Paper money continues to be the dominant medium of exchange for global commerce. But executives at MasterCard can already see a cashless future on the horizon. We asked Carlos Menendez, Group Executive, Global Debit, to explain.
Do you think cash will always play a prominent role in society, or are its days numbered?
CM: The world is definitely migrating toward a cashless society, as more people recognize the advantages of electronic payments over paper-based payments. And it’s an increasingly easy sell, particularly among younger generations. ”¨”¨Cash is inefficient; expensive to print, transport and secure; and costly to society. Yet 85 percent of the world’s transactions are still conducted with cash or check, so there are enormous opportunities to close that gap and advance our vision of “A World Beyond Cash.”
Many MasterCard employees are taking the “cashless” challenge. Tell us about that.

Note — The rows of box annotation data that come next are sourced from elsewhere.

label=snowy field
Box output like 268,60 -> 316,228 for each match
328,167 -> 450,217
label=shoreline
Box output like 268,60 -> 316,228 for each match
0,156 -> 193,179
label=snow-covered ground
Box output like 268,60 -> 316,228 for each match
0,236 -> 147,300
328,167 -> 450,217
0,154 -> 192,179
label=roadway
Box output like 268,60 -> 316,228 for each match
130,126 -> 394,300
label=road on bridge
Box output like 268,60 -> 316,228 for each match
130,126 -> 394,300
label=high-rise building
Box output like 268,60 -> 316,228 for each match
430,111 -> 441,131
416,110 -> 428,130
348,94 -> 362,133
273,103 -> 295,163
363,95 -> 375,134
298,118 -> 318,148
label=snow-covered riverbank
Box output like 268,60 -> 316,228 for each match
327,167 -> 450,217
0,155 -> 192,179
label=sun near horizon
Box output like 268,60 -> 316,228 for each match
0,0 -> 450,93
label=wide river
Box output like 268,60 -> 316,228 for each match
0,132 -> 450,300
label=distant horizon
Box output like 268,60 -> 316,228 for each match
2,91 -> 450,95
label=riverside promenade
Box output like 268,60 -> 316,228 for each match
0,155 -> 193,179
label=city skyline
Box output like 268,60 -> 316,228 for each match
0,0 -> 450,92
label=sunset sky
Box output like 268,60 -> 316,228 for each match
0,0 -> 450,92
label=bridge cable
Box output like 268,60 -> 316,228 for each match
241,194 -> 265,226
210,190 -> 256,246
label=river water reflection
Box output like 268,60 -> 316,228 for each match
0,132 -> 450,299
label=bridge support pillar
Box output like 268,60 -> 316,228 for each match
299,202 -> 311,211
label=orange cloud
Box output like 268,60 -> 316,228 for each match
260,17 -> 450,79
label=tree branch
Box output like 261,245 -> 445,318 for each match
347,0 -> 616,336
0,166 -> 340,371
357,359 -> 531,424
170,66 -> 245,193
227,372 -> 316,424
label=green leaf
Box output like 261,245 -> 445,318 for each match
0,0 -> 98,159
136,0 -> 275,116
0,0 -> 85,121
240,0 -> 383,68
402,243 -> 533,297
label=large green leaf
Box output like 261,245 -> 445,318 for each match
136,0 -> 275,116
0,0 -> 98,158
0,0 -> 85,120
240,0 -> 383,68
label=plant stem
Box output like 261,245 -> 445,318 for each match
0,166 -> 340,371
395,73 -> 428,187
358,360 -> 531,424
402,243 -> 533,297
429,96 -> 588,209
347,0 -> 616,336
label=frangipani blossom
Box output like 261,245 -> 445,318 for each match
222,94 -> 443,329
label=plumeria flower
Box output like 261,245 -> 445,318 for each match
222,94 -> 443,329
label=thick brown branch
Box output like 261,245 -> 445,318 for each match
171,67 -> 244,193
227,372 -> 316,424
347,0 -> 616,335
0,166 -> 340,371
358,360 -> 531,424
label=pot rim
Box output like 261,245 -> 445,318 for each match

CM: We launched an internal “Month Without Cash” program last year in our European region as a way to challenge our employees to commit to living cash-free, both in their work and personal lives. Hundreds of MasterCard employees across Europe accepted this challenge, and collectively, we discovered that it’s possible to live without cash in today’s world for all but about 15 percent of purchases. Many of us also discovered how much easier, safer and more convenient it is to live a cash-free life.
Now we’re extending the challenge into other regions, including the US, Latin America, Canada, Asia-Pacific, the Middle East and Africa.
Beyond our role as MasterCard employees, each of us is also a consumer, and this challenge has been a great way to experience first-hand the benefits, challenges, opportunities and roadblocks that exist for our cardholders. Plus it’s spawning some friendly competition among regions, which has been really fun.
Have you yourself tried the cashless challenge? How long were you able to go?
CM: Yes, I participated, but you might say I had a healthy head start, as I’ve been living nearly cash-free for quite a while (my biggest challenge being taxis in many parts of the world).